Vectrix, an Antwerp-based logistics software startup, has secured $1.3 million in seed funding to scale its AI-driven transport order entry product. The company targets a routine but costly task: retyping shipment requests from emails, attachments and ERP exports into transport management systems. Vectrix argues that this work slows operations, increases error rates and is increasingly hard to staff.
Funding round
The round was led by RDY Ventures, with Seeder Fund, PMV and Germany’s Prequel Ventures joining as participants. Vectrix said the financing will support hiring, product development and a broader European go-to-market during 2026. The startup is also planning deeper integrations with transport management systems to speed up deployment for new customers.
What the platform does
Vectrix positions its software as a pre-TMS layer that converts unstructured inbound requests into structured, validated order entries. The company says processing time can drop from around eight minutes per order to about two minutes, while keeping a human reviewer in the loop. As the system ingests more transactions, it is designed to learn from feedback and flag inconsistencies, such as mismatched capacity assumptions or incorrect temperature requirements for pharma loads.

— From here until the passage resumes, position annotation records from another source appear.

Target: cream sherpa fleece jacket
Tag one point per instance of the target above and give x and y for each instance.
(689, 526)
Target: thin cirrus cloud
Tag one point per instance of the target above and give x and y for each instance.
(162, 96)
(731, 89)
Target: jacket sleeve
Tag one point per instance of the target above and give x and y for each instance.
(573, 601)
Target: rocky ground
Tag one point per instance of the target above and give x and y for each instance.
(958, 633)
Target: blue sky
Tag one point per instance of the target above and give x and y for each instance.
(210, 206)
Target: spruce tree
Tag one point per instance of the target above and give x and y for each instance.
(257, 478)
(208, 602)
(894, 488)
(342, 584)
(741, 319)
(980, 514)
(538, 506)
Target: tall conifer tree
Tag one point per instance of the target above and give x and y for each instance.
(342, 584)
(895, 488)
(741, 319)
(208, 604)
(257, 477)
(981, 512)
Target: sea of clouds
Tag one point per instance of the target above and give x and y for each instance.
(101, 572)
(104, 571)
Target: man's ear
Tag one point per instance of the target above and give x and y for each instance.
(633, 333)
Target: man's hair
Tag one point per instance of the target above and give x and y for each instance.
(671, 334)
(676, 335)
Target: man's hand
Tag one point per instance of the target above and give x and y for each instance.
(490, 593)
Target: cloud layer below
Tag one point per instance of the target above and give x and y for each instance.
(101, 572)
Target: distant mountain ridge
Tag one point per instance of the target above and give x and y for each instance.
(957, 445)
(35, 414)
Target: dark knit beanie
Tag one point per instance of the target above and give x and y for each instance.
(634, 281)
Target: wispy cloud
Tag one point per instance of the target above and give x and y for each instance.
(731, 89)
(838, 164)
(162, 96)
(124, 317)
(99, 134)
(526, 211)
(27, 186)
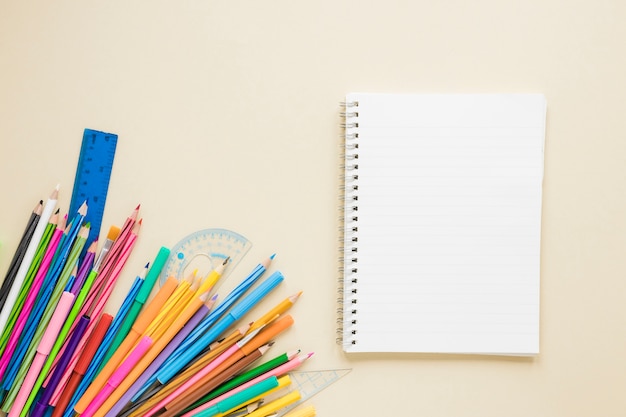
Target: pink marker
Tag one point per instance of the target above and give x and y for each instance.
(30, 298)
(43, 349)
(118, 376)
(278, 371)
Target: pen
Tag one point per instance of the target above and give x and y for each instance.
(137, 329)
(279, 370)
(244, 377)
(43, 348)
(240, 399)
(238, 311)
(83, 362)
(140, 300)
(157, 347)
(118, 376)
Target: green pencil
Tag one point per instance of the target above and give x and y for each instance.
(140, 300)
(240, 379)
(77, 247)
(28, 280)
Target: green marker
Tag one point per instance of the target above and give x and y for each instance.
(138, 303)
(25, 288)
(239, 399)
(245, 377)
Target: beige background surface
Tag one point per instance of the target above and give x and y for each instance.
(227, 116)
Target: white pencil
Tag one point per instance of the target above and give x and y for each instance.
(28, 257)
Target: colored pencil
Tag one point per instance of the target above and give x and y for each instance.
(140, 300)
(30, 298)
(81, 366)
(49, 309)
(241, 349)
(101, 299)
(157, 347)
(238, 311)
(138, 328)
(20, 251)
(242, 398)
(28, 257)
(28, 280)
(43, 348)
(308, 411)
(279, 370)
(157, 391)
(221, 309)
(118, 376)
(272, 407)
(245, 377)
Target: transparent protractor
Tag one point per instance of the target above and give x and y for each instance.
(203, 251)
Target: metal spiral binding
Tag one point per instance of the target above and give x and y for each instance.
(348, 271)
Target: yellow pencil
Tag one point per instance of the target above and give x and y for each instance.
(279, 309)
(158, 345)
(276, 405)
(308, 411)
(138, 328)
(212, 278)
(171, 302)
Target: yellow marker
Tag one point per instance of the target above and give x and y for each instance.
(170, 304)
(149, 356)
(280, 308)
(302, 412)
(276, 405)
(138, 328)
(212, 278)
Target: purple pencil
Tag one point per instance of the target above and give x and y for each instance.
(136, 387)
(44, 399)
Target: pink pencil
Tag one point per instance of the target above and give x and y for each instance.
(278, 371)
(118, 376)
(43, 349)
(100, 303)
(32, 295)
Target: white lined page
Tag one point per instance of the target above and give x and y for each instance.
(449, 222)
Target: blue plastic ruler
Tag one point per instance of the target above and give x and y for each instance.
(93, 173)
(204, 250)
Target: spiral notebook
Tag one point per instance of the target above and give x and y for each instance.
(442, 223)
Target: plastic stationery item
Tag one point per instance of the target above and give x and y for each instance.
(309, 383)
(204, 250)
(93, 172)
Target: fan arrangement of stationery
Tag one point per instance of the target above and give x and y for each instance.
(183, 352)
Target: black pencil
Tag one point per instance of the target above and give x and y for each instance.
(20, 251)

Market problem in the back office
In large transport organisations, administrative teams may process hundreds to thousands of orders per day, often filling roughly 35 data fields for each request. Small mistakes at this stage can cascade into service failures, from the wrong equipment assignment to missed handling instructions. Vectrix says its approach aims to reduce that risk by applying customer-specific rules and documented operating procedures before the order reaches the TMS.

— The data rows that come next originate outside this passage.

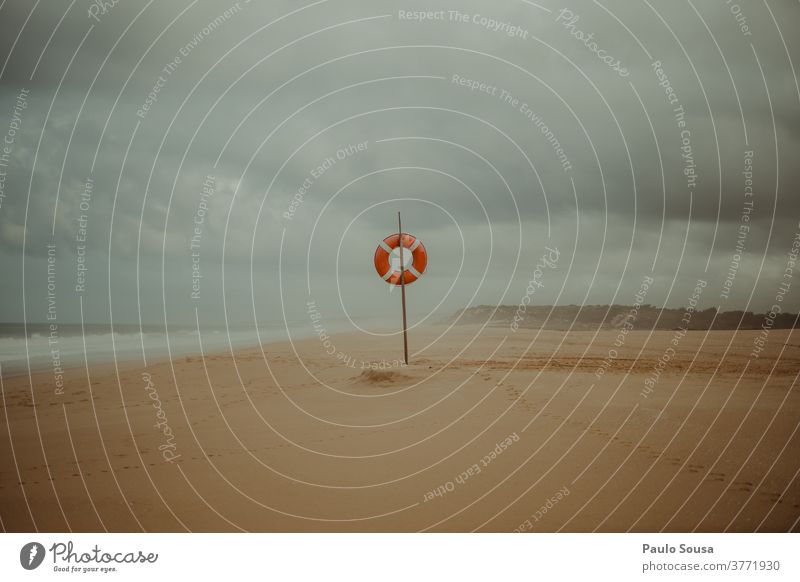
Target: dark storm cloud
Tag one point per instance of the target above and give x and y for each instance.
(461, 151)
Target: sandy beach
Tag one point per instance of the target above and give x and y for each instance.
(486, 430)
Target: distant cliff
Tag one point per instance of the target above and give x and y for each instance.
(592, 317)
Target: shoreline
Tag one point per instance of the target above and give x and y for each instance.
(321, 445)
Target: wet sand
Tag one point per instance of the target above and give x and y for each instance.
(486, 430)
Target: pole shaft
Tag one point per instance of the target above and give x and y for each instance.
(403, 289)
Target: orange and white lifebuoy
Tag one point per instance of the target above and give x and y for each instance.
(391, 274)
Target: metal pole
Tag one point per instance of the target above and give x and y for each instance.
(403, 288)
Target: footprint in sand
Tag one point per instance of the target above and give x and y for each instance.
(716, 477)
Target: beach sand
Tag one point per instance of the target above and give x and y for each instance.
(486, 430)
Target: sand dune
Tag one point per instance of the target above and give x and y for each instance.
(485, 431)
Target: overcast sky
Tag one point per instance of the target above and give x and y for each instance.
(263, 97)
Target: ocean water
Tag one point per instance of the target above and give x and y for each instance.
(73, 346)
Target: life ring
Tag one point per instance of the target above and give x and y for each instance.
(415, 269)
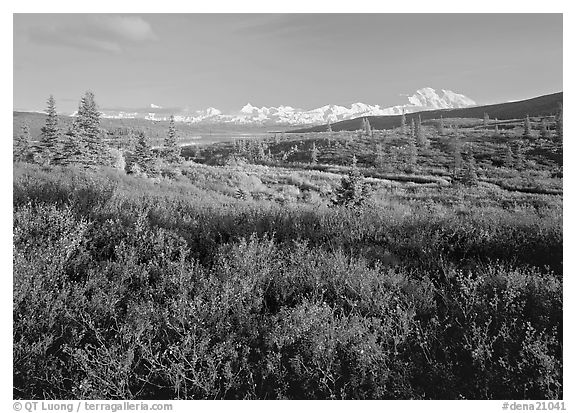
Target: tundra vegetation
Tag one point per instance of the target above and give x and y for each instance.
(429, 267)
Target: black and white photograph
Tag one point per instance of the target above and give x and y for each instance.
(287, 206)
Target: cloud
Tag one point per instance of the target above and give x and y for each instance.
(100, 33)
(145, 109)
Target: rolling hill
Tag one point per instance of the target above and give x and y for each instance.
(539, 106)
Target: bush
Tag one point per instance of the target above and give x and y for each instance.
(131, 289)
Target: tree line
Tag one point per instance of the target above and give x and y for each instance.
(82, 143)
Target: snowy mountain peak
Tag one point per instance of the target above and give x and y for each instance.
(423, 99)
(428, 98)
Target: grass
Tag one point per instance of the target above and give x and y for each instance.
(179, 288)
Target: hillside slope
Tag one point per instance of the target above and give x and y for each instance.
(539, 106)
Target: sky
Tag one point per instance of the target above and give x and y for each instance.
(188, 62)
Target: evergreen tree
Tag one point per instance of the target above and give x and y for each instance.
(354, 161)
(412, 151)
(314, 154)
(21, 148)
(421, 139)
(379, 161)
(527, 127)
(508, 156)
(50, 145)
(544, 131)
(73, 149)
(456, 155)
(88, 126)
(261, 152)
(367, 127)
(519, 155)
(403, 122)
(353, 192)
(441, 126)
(144, 160)
(559, 123)
(470, 177)
(171, 149)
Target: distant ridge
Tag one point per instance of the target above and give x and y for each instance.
(538, 106)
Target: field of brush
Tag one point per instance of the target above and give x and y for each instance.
(233, 277)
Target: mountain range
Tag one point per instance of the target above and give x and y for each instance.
(422, 100)
(546, 105)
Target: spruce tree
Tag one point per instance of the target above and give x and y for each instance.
(559, 123)
(527, 127)
(353, 191)
(73, 149)
(379, 161)
(88, 127)
(519, 155)
(508, 156)
(50, 143)
(144, 160)
(470, 177)
(421, 139)
(21, 146)
(441, 126)
(368, 128)
(171, 149)
(354, 161)
(314, 154)
(412, 151)
(544, 131)
(456, 155)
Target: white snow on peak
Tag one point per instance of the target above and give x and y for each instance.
(428, 98)
(423, 99)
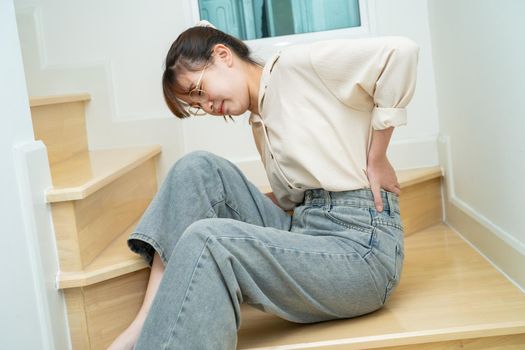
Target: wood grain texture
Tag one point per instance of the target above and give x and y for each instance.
(62, 128)
(112, 305)
(86, 227)
(447, 292)
(114, 261)
(87, 172)
(421, 205)
(36, 101)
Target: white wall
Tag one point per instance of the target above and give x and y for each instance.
(479, 57)
(115, 51)
(32, 310)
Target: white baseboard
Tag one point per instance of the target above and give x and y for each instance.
(34, 179)
(499, 247)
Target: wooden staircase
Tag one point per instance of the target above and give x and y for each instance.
(449, 296)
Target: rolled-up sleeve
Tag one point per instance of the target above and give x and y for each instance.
(377, 74)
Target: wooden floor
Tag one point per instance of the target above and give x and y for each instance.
(447, 292)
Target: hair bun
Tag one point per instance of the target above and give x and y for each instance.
(204, 23)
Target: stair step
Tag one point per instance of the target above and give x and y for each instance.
(114, 261)
(447, 292)
(117, 260)
(60, 122)
(97, 195)
(36, 101)
(83, 174)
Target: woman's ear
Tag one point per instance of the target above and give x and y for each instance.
(223, 53)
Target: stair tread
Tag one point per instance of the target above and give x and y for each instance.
(79, 176)
(36, 101)
(116, 260)
(447, 291)
(409, 177)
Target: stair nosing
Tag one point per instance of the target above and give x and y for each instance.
(86, 277)
(414, 337)
(54, 195)
(38, 101)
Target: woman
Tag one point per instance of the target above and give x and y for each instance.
(322, 117)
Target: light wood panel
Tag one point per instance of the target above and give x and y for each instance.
(504, 342)
(101, 217)
(421, 205)
(112, 305)
(62, 128)
(447, 292)
(116, 260)
(36, 101)
(99, 313)
(87, 172)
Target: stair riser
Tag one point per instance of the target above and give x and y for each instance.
(420, 206)
(85, 227)
(62, 128)
(98, 313)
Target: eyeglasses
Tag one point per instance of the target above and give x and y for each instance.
(198, 97)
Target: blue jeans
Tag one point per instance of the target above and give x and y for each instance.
(224, 243)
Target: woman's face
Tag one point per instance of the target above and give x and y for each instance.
(224, 82)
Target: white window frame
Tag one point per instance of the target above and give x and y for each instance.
(264, 47)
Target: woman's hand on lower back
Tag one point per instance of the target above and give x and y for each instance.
(381, 174)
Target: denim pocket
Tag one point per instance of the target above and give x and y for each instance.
(384, 218)
(394, 280)
(354, 218)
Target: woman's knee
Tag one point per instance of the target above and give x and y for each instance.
(204, 229)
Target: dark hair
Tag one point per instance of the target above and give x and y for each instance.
(190, 52)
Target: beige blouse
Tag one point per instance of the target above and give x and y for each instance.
(319, 104)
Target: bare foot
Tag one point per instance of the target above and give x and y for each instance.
(128, 338)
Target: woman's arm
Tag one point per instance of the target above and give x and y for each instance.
(379, 171)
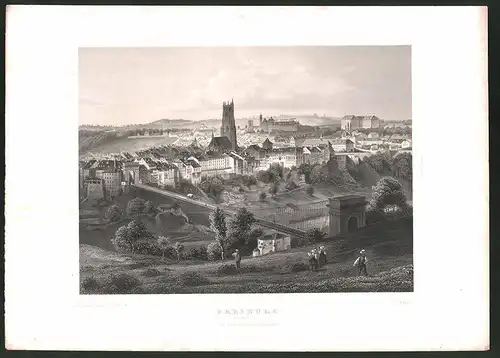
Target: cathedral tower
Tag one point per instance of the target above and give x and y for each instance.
(228, 127)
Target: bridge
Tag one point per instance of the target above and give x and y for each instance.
(259, 221)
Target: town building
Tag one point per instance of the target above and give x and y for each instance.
(278, 125)
(228, 126)
(220, 144)
(94, 189)
(267, 144)
(350, 122)
(274, 243)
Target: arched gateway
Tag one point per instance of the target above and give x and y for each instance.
(347, 213)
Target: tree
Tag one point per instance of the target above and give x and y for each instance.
(176, 205)
(148, 207)
(290, 185)
(137, 229)
(388, 192)
(315, 235)
(135, 206)
(218, 226)
(164, 243)
(179, 248)
(124, 239)
(273, 189)
(114, 213)
(240, 228)
(213, 251)
(319, 174)
(305, 169)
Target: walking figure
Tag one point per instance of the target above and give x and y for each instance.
(313, 261)
(322, 256)
(237, 258)
(360, 263)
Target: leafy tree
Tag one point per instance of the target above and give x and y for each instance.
(137, 229)
(218, 226)
(388, 192)
(290, 185)
(114, 213)
(179, 248)
(277, 171)
(148, 207)
(305, 169)
(135, 206)
(164, 243)
(315, 235)
(240, 228)
(203, 252)
(124, 239)
(273, 189)
(213, 251)
(176, 205)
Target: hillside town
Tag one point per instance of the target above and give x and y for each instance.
(200, 154)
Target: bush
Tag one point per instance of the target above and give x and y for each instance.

Early traction and expansion plans
Founded in 2024 by CEO Dimitri Allaert and CTO Ben Selleslagh, Vectrix reports that it has processed more than 25,000 orders, translating into an estimated 2,500 hours saved for customers. The company says a pilot at logistics provider H. Essers has been completed and is being rolled out across transport departments, and it recently added Nick Pelicaen to its management team. With the new capital, Vectrix plans to double its seven-person team in 2026 and expand first into Germany, the Netherlands and the UK, with Germany described as a key priority.

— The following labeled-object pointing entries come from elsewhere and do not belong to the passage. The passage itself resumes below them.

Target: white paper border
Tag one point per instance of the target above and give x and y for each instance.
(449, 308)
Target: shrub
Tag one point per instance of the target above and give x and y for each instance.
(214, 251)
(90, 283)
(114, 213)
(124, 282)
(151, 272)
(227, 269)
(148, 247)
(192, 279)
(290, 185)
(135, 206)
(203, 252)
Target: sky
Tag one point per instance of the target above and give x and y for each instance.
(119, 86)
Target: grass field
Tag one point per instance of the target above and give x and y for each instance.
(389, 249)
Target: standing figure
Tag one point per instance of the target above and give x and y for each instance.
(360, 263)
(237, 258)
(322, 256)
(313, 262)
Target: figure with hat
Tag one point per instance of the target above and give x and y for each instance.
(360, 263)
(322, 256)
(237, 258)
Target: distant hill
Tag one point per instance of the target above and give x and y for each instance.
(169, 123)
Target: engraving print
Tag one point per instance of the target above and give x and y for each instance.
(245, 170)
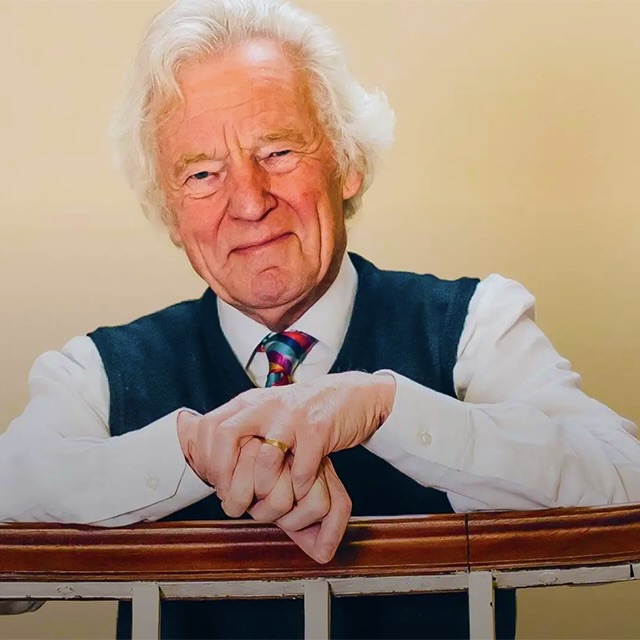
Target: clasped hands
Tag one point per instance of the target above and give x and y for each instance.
(298, 490)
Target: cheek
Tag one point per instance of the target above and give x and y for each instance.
(198, 219)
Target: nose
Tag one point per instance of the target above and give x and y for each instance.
(251, 198)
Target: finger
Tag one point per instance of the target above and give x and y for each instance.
(306, 539)
(334, 524)
(269, 467)
(278, 502)
(307, 460)
(311, 509)
(240, 494)
(226, 440)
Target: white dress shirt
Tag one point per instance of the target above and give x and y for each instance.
(520, 434)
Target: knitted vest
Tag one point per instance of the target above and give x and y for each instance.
(179, 357)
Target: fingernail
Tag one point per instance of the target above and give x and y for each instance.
(325, 554)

Vectrix’s seed round highlights ongoing investor appetite for pragmatic AI tools that slot into existing enterprise logistics stacks rather than replacing them. The company’s next hurdle is operational: converting pilots into repeatable rollouts across varied workflows while maintaining transparent, human-controlled decision making. If it can scale internationally, Vectrix could become a reference case for “automation layer” software in transport operations.